Let's work with train dataset:

**Confirm if this is a dataframe or not:**

In [None]:
print(type(train))

<class 'pyspark.sql.dataframe.DataFrame'>


**Show 5 rows.**

In [None]:
train.head(5)

[Row(PassengerId=1, Survived=0, Pclass=3, Name='Braund, Mr. Owen Harris', Sex='male', Age=22.0, SibSp=1, Parch=0, Ticket='A/5 21171', Fare=7.25, Cabin=None, Embarked='S'),
 Row(PassengerId=2, Survived=1, Pclass=1, Name='Cumings, Mrs. John Bradley (Florence Briggs Thayer)', Sex='female', Age=38.0, SibSp=1, Parch=0, Ticket='PC 17599', Fare=71.2833, Cabin='C85', Embarked='C'),
 Row(PassengerId=3, Survived=1, Pclass=3, Name='Heikkinen, Miss. Laina', Sex='female', Age=26.0, SibSp=0, Parch=0, Ticket='STON/O2. 3101282', Fare=7.925, Cabin=None, Embarked='S'),
 Row(PassengerId=4, Survived=1, Pclass=1, Name='Futrelle, Mrs. Jacques Heath (Lily May Peel)', Sex='female', Age=35.0, SibSp=1, Parch=0, Ticket='113803', Fare=53.1, Cabin='C123', Embarked='S'),
 Row(PassengerId=5, Survived=0, Pclass=3, Name='Allen, Mr.
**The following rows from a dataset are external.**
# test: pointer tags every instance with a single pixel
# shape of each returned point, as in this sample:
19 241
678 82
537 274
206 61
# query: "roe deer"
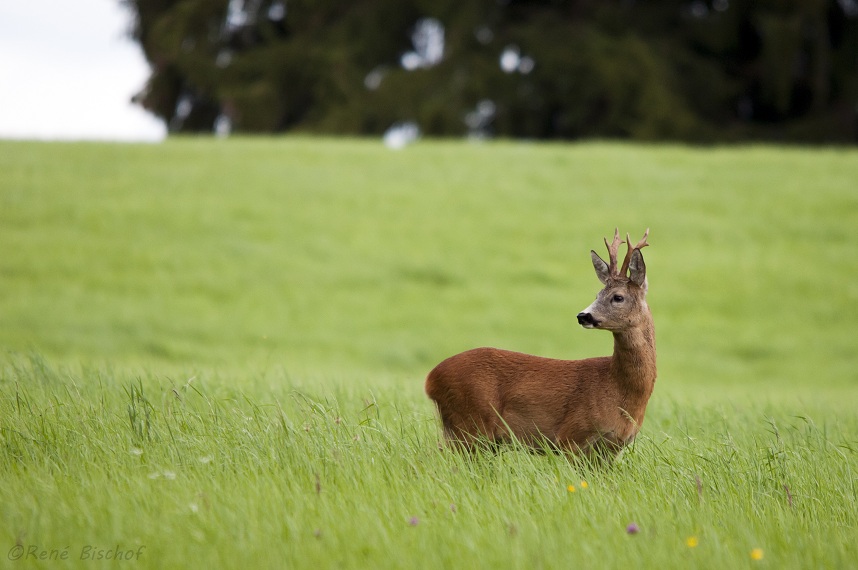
593 406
William Henry', Sex='male', Age=35.0, SibSp=0, Parch=0, Ticket='373450', Fare=8.05, Cabin=None, Embarked='S')]

**Display schema for the dataset:**

In [None]:
train.printSchema()

root
 |-- PassengerId: integer (nullable = true)
 |-- Survived: integer (nullable = true)
 |-- Pclass: integer (nullable = true)
 |-- Name: string (nullable = true)
 |-- Sex: string (nullable = true)
 |-- Age: double (nullable = true)
 |-- SibSp: integer (nullable = true)
 |-- Parch: integer (nullable = true)
 |-- Ticket: string (nullable = true)
 |-- Fare: double (nullable = true)
 |-- Cabin: string (nullable = true)
 |-- Embarked: string (nullable = true)



**Statistical summary:**

In [None]:
train.describe().show()

+-------+-----------------+-------------------+------------------+--------------------+------+------------------+------------------+-------------------+------------------+-----------------+-----+--------+
|summary|      PassengerId|           Survived|            Pclass|                Name|   Sex|               Age|             SibSp|              Parch|            Ticket|             Fare|Cabin|Embarked|
+-------+-----------------+-------------------+------------------+--------------------+------+------------------+------------------+-------------------+------------------+-----------------+-----+--------+
|  count|              891|                891|               891|                 891|   891|               714|               891|                891|               891|              891|  204|     889|
|   mean|            446.0| 0.3838383838383838| 2.308641975308642|                null|  null| 29.69911764705882|0.5230078563411896|0.38159371492704824|260318.54916792738| 32.20420

## EDA - Exploratory Data Analysis

**Display count for the train dataset:**

In [None]:
train.count()

891

**Can you answer this question:** 

**How many people survived, and how many didn't survive?** 

**Please save data in a variable.**

In [None]:
train.select('Survived').show()
survived = train.filter('Survived=1').count()
not_survived = train.filter('Survived=0').count()

+--------+
|Survived|
+--------+
|       0|
|       1|
|       1|
|       1|
|       0|
|       0|
|       0|
|       0|
|       1|
|       1|
|       1|
|       1|
|       0|
|       0|
|       0|
|       1|
|       0|
|       1|
|       0|
|       1|
+--------+
only showing top 20 rows



**Display your result:**

In [None]:
print(survived)
print(not_survived)

342
549


**Can you display your answer in ratio form?(Hint: Use UDF.)**






In [None]:
from pyspark.sql.functions import udf
from pyspark.sql import functions as f

def ratio (x):
    
     return f.udf(lambda col: col/x, FloatType())





In [None]:
train.select('Survived').groupby('Survived').count().withColumn('Ratio', ratio(train.count())('count')).show()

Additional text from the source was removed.